On the awards front, we continued to make our annual service and research awards. This year's ACM SIGSOFT Distinguished Service Award was presented to Prof. David Notkin of the University of Washington. We awarded the ACM SIGSOFT Outstanding Research Award to Elaine Weyuker of ATT Labs - Research. The awards were presented to the recipients at ICSE 2007 in Minneapolis. Dr. Weyuker will give a keynote address at the upcoming SIGSOFT-sponsored ESEC/FSE'07 conference in Dubrovnik. We made a number of ACM SIGSOFT Distinguished Paper awards across our sponsored conferences. We made 84 awards to students for travel support to SIGSOFT-sponsored conferences, under our CAPS (Conference Attendance Program for Students). This coming year we will again increase funding, but also increase the size of the awards and make fewer of them, focusing on first-time attendees and those in need. The joint SIGSOFT-SIGBED Frank Anger student travel award saw its first honorees from the SIGBED community this year, and SIGSOFT is in the process of choosing their first awardee at this time. Finally, we are proud to have ACM's approval for the SIGSOFT Impact Paper Award, which will recognize SIGSOFT conference papers of 10 years age or more for their exceptional impact on the community.

Our major conferences continue to be strong - in attendance, sound finances, and intellectual vibrancy.
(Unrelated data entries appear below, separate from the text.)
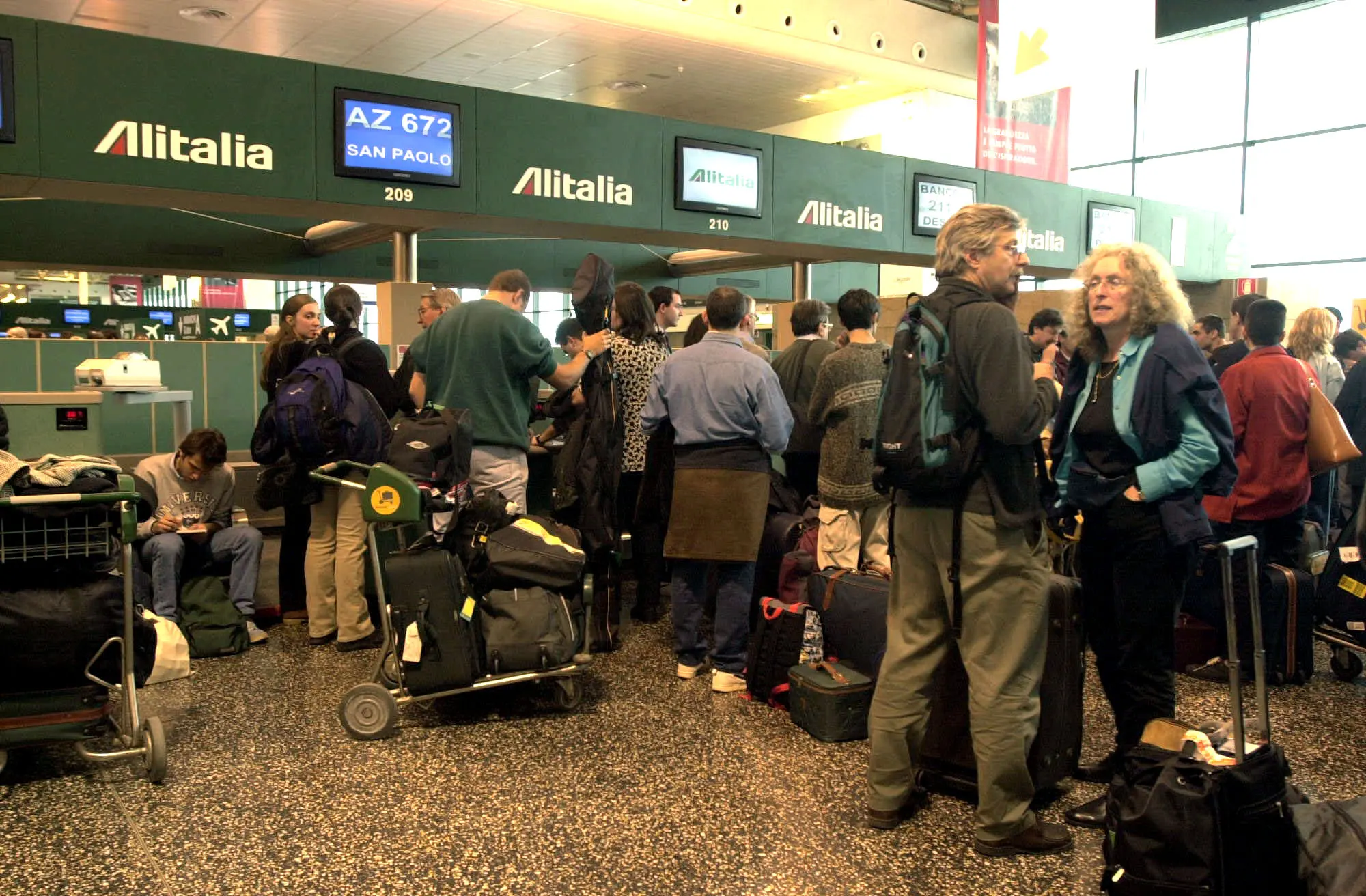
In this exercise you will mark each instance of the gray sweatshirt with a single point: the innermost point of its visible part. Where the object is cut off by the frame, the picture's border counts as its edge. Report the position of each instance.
(210, 501)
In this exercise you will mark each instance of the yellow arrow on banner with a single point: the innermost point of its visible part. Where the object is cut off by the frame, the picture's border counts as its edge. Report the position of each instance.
(1031, 53)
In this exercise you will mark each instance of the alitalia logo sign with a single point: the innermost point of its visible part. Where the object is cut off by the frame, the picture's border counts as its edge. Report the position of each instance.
(148, 140)
(830, 215)
(703, 176)
(553, 184)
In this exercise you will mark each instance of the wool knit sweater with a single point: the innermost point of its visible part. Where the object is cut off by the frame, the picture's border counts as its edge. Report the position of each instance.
(845, 401)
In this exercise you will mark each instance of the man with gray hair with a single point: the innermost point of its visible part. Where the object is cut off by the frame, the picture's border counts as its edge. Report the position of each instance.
(1001, 555)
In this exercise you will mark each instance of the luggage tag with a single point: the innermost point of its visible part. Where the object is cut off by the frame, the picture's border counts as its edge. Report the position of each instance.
(412, 644)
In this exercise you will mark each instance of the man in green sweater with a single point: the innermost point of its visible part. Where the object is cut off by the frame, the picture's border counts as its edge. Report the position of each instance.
(845, 402)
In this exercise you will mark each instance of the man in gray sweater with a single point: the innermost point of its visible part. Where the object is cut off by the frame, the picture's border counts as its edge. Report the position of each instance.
(845, 404)
(192, 529)
(1003, 563)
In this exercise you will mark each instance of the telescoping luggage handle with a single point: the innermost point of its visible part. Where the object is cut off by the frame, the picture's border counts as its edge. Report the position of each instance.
(1226, 561)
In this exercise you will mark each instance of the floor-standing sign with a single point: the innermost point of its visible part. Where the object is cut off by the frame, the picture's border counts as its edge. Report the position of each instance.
(1022, 137)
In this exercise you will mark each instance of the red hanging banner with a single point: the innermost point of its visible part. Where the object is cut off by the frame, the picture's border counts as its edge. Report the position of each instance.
(1025, 137)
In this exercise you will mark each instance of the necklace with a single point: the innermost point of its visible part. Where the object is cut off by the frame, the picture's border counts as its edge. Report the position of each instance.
(1103, 375)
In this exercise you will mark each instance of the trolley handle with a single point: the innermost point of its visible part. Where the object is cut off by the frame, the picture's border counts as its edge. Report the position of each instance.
(324, 473)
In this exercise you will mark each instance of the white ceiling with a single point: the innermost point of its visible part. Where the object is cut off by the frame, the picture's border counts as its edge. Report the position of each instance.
(699, 59)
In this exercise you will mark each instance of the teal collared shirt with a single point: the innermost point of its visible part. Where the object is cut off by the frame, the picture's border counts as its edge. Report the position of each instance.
(1158, 477)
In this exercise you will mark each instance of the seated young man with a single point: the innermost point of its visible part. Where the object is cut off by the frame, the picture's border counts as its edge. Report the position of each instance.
(192, 529)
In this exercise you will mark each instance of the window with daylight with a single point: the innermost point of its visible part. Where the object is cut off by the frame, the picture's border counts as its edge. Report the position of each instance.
(1192, 94)
(1277, 94)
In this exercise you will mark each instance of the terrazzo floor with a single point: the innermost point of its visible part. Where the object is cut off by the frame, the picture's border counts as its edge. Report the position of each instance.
(652, 786)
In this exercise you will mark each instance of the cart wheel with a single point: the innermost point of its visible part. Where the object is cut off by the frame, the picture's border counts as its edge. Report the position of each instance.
(155, 749)
(1346, 664)
(390, 671)
(368, 712)
(569, 693)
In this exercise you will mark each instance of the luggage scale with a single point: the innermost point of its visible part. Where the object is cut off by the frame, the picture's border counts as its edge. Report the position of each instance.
(371, 710)
(106, 528)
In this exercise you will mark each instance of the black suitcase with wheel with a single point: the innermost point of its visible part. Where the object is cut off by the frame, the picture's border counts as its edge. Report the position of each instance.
(1177, 824)
(947, 761)
(431, 602)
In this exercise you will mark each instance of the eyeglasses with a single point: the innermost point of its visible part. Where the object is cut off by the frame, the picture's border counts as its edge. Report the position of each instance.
(1113, 282)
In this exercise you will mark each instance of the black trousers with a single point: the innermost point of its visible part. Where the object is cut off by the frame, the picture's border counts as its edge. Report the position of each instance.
(294, 546)
(803, 468)
(1133, 583)
(1278, 543)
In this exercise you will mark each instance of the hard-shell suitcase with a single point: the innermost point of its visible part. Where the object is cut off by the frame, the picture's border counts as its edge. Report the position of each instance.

SIGOSFT 2006 was held in Portland, Oregon, with Michal Young as general chair and Prem Devanbu as program chair. ICSE 2007 was held in Minneapolis, MN, under the leadership team of John Knight (general chair), and Gregg Rothermel and Wolfgang Emmerich (program co-chairs). Both events featured SIGSOFT's new "Town Hall Meeting" format whereby we open the floor to an open discussion on the issues of the day, while those present relax with refreshments.

FSE 2007 will be joint with the European Software Engineering Conference (ESEC) in Dubrovnik, Croatia, this September. Antonia Bertolino is the program chair, and Ivica Crnkovic is the general chair. SIGSOFT 2008 will be held in Atlanta, Georgia in November of that year, with Mary Jean Harrold as General Chair and Gail Murphy as program Chair. ICSE 2008 will be in Leipzig, Germany, with Wilhelm Schäfer as general chair, and Matthew Dwyer and Volker Gruhn as program co-chairs. ICSE 2009 will be held in Vancouver BC, Canada, with Stephen Fickas as General Chair and Paola Inverardi and Joanne Atlee as program co-chairs.

We continue to experiment with the affordances of digital publishing. For the third year, ICSE has provided paper proceedings only as an option. This year, as last, the proceedings were made available on a USB memory stick, financed by a corporate donation to the conference. FSE 2006 took a digital publication approach as well. Based on feedback from our membership at our Town Meetings, FSE 2007's proceedings will be available in the ACM Digital Library prior to the conference. This will permit attendees to download and print papers in advance of the conference, providing both the cost benefits of digital publication and the affordances of paper. We continue to use e-mail to encourage our authors to link their web sites to their articles in the ACM Digital Library, and are educating our membership about the benefits of the Digital Library and the Portal.

Will Tracz has continued to make our newsletter, SEN, stronger and better as we move into the digital era. Because the SEN is produced in two versions, online and a print "tip of the iceberg" summary (including RISKS), production is complicated and time consuming. To this end, Will will be working with a group of undergraduates at the Rochester Institute of Technology to develop a content management system that can handle the unique work flow to produce these two documents.

In the coming year we will be focusing on membership, the digital library as before, revising our bylaws, and awards. Our membership has been trending slowly lower, as in many SIGs, but we're going to be making the case to our broader community that membership brings value that is far in excess of the cost of membership. In particularly, we'll be looking at international membership and student membership. Our bylaws are out of date, and although they are not doing us harm, they are not serving us well, either. David Notkin has produced a modernized version of the bylaws, and we will be presenting them to the ACM shortly after the proposed new rules governing bylaws revisions are themselves approved. Many of the remarkable accomplishments of our community are under-recognized. This coming year we will be putting the Impact Paper award into implementation, while also looking to add a dissertation award and perhaps an educator's award.